Dispatched from Freedom
JULY 22, 2008
It’s been almost six months now that I have been free, and it still feels like it’s all a dream. Early each morning, I awake to the sound of birds chirping all around me. I live in Bogotá’s savanna, where the air is crisp and I can take in the mountain scenery from my window. There isn’t a morning that goes by that I don’t thank God I’m still alive. It’s the first thing I do upon opening my eyes. Yes, to thank the blessing that’s reunited me with my mother, with my son, Emmanuel, with my family and friends, and with all those who I love most. I am grateful to finally be able to leave it all behind. The kidnapping, the captivity—that’s all in the past. Now that my life is back to normal, with the affection and company of my loved ones, it’s strange to recall that not so long ago, when I was rotting away in the jungle, I could have felt so alone. So utterly forgotten.
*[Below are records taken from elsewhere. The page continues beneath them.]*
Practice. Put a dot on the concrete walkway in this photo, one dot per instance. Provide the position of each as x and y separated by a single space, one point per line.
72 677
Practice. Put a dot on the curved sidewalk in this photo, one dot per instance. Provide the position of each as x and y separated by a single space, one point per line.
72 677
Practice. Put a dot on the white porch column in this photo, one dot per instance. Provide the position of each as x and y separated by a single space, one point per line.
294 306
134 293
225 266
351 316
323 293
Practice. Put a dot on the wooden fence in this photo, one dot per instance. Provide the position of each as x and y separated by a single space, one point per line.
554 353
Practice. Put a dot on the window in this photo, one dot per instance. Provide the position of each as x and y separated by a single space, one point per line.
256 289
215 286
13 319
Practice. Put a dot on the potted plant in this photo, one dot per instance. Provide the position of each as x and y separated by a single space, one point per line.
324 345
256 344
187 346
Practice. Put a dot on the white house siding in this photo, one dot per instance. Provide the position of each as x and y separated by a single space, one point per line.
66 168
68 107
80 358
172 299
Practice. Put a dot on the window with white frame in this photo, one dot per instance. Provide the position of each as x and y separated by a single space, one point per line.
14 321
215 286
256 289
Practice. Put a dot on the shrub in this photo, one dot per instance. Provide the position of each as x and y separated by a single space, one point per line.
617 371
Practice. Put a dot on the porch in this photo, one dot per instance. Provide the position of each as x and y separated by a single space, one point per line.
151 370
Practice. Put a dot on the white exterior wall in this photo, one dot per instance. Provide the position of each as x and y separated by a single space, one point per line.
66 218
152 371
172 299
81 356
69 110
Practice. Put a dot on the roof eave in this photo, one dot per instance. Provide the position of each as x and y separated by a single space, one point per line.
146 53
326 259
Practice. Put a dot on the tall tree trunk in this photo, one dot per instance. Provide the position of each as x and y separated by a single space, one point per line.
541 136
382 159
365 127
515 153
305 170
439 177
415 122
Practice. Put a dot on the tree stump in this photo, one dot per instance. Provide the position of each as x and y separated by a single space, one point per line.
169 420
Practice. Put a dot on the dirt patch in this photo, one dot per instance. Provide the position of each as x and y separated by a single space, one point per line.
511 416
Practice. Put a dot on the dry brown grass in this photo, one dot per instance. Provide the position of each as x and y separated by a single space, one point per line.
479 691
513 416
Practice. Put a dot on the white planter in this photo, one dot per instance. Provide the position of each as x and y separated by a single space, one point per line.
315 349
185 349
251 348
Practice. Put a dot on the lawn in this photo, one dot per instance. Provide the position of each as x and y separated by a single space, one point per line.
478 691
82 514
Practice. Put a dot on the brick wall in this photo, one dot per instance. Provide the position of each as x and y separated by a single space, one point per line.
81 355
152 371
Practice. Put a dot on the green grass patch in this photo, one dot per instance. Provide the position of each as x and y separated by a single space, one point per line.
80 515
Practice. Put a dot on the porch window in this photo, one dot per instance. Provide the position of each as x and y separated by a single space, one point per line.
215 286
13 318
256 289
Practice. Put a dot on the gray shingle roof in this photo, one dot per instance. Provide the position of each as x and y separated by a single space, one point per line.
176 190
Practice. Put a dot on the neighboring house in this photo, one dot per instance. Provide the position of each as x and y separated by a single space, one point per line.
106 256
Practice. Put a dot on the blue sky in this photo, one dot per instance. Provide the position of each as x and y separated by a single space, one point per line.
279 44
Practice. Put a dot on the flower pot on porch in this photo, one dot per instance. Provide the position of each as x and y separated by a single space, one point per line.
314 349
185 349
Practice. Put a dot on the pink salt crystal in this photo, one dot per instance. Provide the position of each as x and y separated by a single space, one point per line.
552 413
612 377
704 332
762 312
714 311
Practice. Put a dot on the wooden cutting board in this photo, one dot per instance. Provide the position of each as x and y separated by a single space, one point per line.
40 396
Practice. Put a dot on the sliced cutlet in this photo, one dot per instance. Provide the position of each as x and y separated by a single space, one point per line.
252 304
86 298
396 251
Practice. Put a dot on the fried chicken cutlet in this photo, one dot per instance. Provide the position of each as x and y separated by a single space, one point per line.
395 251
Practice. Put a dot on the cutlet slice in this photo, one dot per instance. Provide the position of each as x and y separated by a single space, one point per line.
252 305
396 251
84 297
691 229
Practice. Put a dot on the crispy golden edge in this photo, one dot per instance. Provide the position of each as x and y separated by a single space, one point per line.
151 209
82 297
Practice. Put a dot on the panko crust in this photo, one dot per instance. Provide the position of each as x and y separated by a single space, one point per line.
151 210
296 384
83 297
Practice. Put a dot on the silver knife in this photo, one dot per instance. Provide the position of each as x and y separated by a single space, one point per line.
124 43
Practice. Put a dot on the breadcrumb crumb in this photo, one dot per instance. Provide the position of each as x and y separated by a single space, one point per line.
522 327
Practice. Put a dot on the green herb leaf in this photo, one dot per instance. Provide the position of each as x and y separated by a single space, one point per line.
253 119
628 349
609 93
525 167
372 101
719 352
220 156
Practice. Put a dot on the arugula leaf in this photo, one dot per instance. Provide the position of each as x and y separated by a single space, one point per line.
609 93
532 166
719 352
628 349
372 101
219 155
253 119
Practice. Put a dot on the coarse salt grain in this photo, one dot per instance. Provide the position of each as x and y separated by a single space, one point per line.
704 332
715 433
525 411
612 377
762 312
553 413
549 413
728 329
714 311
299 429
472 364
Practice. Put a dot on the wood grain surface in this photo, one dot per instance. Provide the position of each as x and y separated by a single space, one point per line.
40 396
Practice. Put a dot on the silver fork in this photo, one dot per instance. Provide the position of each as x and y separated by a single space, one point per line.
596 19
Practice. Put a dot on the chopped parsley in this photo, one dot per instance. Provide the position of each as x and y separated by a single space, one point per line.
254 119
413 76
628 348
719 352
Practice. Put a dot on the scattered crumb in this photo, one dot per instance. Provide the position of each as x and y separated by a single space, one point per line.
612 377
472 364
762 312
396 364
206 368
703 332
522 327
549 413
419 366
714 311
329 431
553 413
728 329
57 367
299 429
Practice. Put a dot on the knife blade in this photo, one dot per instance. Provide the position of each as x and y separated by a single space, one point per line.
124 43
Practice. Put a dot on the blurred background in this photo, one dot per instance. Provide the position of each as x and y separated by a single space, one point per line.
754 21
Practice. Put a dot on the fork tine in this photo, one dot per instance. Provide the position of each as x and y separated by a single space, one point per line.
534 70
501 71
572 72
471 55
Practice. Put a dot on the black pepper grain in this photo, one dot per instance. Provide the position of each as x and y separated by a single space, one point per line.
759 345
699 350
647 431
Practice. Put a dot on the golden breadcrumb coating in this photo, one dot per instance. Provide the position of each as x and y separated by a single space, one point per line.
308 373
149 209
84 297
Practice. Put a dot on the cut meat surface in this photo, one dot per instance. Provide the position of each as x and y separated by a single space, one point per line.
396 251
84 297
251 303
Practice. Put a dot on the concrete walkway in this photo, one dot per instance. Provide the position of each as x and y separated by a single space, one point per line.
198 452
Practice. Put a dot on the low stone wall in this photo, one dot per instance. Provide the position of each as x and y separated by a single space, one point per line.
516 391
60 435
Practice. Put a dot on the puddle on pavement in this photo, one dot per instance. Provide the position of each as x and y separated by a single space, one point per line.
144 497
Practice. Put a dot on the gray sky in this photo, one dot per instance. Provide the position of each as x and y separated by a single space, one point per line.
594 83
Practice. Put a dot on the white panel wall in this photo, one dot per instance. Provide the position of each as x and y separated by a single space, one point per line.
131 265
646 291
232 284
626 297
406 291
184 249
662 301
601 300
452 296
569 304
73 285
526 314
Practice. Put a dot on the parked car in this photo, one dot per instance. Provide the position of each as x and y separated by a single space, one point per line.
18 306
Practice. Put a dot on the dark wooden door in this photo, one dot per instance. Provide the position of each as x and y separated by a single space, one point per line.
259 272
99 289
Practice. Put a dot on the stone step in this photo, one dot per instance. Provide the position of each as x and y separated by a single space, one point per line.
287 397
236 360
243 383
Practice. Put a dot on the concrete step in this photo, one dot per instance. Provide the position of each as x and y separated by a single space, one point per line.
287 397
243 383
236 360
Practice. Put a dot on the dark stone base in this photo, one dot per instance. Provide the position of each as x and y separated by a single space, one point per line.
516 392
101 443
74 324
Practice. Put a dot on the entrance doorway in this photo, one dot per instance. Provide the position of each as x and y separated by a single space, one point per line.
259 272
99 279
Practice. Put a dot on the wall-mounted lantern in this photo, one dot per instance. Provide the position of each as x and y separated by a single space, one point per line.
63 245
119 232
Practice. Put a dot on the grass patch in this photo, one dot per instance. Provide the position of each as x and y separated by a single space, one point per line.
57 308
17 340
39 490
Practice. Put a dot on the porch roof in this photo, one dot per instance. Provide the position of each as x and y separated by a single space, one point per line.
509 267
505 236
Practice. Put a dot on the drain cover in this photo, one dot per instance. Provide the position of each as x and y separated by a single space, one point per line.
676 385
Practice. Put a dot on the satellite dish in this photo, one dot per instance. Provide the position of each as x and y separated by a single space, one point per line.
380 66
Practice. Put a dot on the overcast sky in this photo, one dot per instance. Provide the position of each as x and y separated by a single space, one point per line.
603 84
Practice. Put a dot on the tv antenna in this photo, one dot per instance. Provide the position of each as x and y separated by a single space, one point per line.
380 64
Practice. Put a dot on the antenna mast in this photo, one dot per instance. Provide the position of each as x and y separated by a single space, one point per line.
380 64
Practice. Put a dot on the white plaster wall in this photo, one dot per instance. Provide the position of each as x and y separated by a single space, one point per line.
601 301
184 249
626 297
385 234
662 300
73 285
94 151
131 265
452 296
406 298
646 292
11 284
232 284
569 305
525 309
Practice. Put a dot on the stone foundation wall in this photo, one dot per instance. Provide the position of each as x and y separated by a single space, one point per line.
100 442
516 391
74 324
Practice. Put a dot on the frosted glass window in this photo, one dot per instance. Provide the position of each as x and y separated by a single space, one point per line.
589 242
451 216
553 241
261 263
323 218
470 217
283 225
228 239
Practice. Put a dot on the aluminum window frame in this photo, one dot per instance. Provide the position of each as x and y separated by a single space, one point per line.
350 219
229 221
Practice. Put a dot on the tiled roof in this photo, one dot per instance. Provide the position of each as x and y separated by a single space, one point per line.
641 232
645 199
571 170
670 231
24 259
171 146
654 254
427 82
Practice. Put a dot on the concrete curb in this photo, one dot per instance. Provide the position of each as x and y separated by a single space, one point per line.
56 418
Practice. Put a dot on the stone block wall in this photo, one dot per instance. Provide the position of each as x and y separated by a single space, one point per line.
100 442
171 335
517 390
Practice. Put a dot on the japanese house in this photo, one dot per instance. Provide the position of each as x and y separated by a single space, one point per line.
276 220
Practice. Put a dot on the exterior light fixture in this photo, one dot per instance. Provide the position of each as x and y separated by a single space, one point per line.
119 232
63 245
Many have asked if I’ve changed since the kidnapping; if I’m still the same Clara that I always was. I tell them yes, that for the most part, I’m still the same person—but with a scar on my stomach now, and a profound mark made on the way I think and feel about things, which I can only hope will fade with time. Sometimes I’m assaulted by feelings of sadness, but, luckily, I have Emmanuel at my side for comfort. As is expected, I would have preferred that the Colombian guerrilla organization known as the FARC hadn’t robbed me of six years of my life. But I’m alive and here to tell the tale. Each person will recount what the war was like from his or her perspective. I’m just another soldier. And this is my story.
These words come from the depths of my heart, and I write this for many reasons. First, I’ve always dreamed of writing a book. I’ve written various academic and professional works, but this is a chance to bare my soul in the world of letters, a field that I’ve always adored. I’m also inspired to write a memoir so that it remains for my son and those of his generation. Because I long to be part of a country that prioritizes reconciliation, forgiveness, tolerance, growth, and peace. Lastly, I want to share my experience with readers and have them understand the difficulties I suffered and overcame, so that perhaps while reading this book, a seed of hope and longing will be planted in their hearts.